Messina, via ecomostri dalla Zona Falcata del porto Ditta lavorerà gratis e rivenderà il materiale riciclato

Verranno smontati pezzo per pezzo e demoliti gli ecomostri che per anni hanno deturpato l’area della Falce a Messina. I lavori di bonifica della ex degassifica Smeb, costruita nella Zona Falcata, sono iniziati oggi. Nella «lingua di terra curva a forma di falce, lunga poco meno di un miglio e profonda cento passi», come la definì lo storico cinquecentesco Tommaso Fazello. La citazione, stamattina, è stata ripresa dall’assessore comunale al Territorio Sergio De Cola, che, sotto uno degli enormi silos abbandonati, ha dichiarato che questi indicati da Fazello sono «cento passi che dobbiamo fare, come diceva Peppino Impastato. Abbiamo fatto il primo, ne servono altri. Ma non siamo soli». 

Insieme all’assessore e al sindaco Renato Accorinti, nell’area della ex Smeb c’era anche il segretario della’Autorità portuale Francesco Di Sarcina. In tal senso, fondamentale per arrivare al risultato odierno è stato proprio l’accordo del 23 aprile 2014 che ha segnato la fine dell’Ente porto e il passaggio all’Autorità portuale della gestione della bonifica dell’ex degassifica. «L’accordo prevede che sia l’Autorità portuale a occuparsi della procedura di affidamento della progettazione e della presa in carico delle attività già avviate dall’Ente porto, col relativo finanziamento regionale già concesso per l’importo di 997mila euro – dichiara Di Sarcina -. Ma quel finanziamento non è mai arrivato. È però legato a progetti di bonifica che l’Ente Porto aveva già messo in moto. E anche questo può rientrare nel Piano regolatore portuale (Prp), che questa settimana invieremo alla Regione». 

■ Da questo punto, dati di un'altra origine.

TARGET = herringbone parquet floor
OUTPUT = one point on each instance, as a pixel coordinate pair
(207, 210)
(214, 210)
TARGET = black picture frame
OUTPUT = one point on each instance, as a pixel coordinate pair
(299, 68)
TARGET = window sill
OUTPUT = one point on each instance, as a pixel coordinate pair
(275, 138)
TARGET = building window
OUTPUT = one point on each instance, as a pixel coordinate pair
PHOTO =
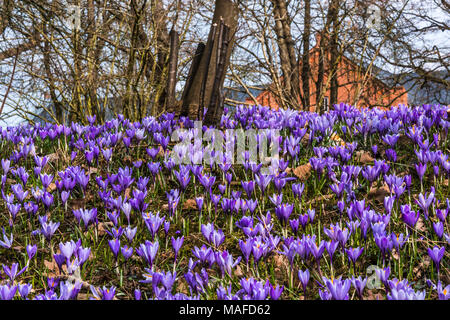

L’invio del Prp è uno dei passi inseriti nel crono programma del Patto per la Falce firmato nei mesi scorsi da Comune, Regione e Autorità portuale proprio per ridare nuova vita all’area. «Un luogo dove è nata la città di Messina – ha ribadito il sindaco Accorinti – ma che per decenni è stata deturpato. Quasi volutamente dimenticato per consentire che venisse imbruttito. È stato utilizzato come terreno di speculazioni industriali dove far sorgere realtà come la ex degassifica e altri ecomostri. Oggi – ha aggiunto il primo cittadino – comincia un nuovo percorso che consentirà di ridare speranza».

Quando verranno rimossi i silos e le strutture in ferro si passerà alla bonifica dell’area. «La vera sfida comincerà proprio quando verranno ultimati i lavori – ha spiegato Di Sarcina – perché a quel punto bisognerà seguire una serie di azioni in sinergia. L’assessorato all’Energia mi ha confermato che tutta la Zona Falcata appartiene al Piano regionale delle bonifiche. I 30 milioni promessi sono spendibili facendo i progetti esecutivi. Dobbiamo seguire il lungo iter burocratico per liberare l’area dall’inquinamento e demolire ciò che serve. Solo a bonifica ultimata – ha specificato – potremo pensare alla riqualificazione».

A lavorare allo sgombero di un’area di 16mila metri quadri c’è un raggruppamento di imprese composto dalle ditte Metalferro e Rii. L’importo per i lavori è di 140mila euro, che non verrà erogato alle due ditte. Queste trarranno i guadagni dal riciclo dei materiali provenienti dalla demolizione. «Il Comune partecipa alle demolizioni anche con propri uomini e mezzi – hanno concluso Accorinti e De Cola – la società che esegue gli interventi di demolizione è un esempio di appalto innovativo e di rigenerazione urbana, in quanto trarrà beneficio dal recupero dei materiali». 

A spiegare il perché hanno accettato questo lavoro è il rappresentate commerciale della Metalferro di Catania, Salvatore Sanfilippo. «Il nostro interesse è quello di venire incontro a enti con necessità come questa dell’ex Smeb – ha spiegato -. Ci si ritrova a non avere la disponibilità economica necessaria, ma a dover comunque effettuare dei lavori. Per noi è questa la scommessa. Se il mercato delle materie prime al momento avesse prezzi più alti, staremmo più tranquilli. È ovvio che rischiamo molto, ma siamo abituati a scommettere. Tutto dipenderà dai tempi. Se riusciamo a rispettare i due mesi che ci siamo prefissati – ha concluso – siamo a posto».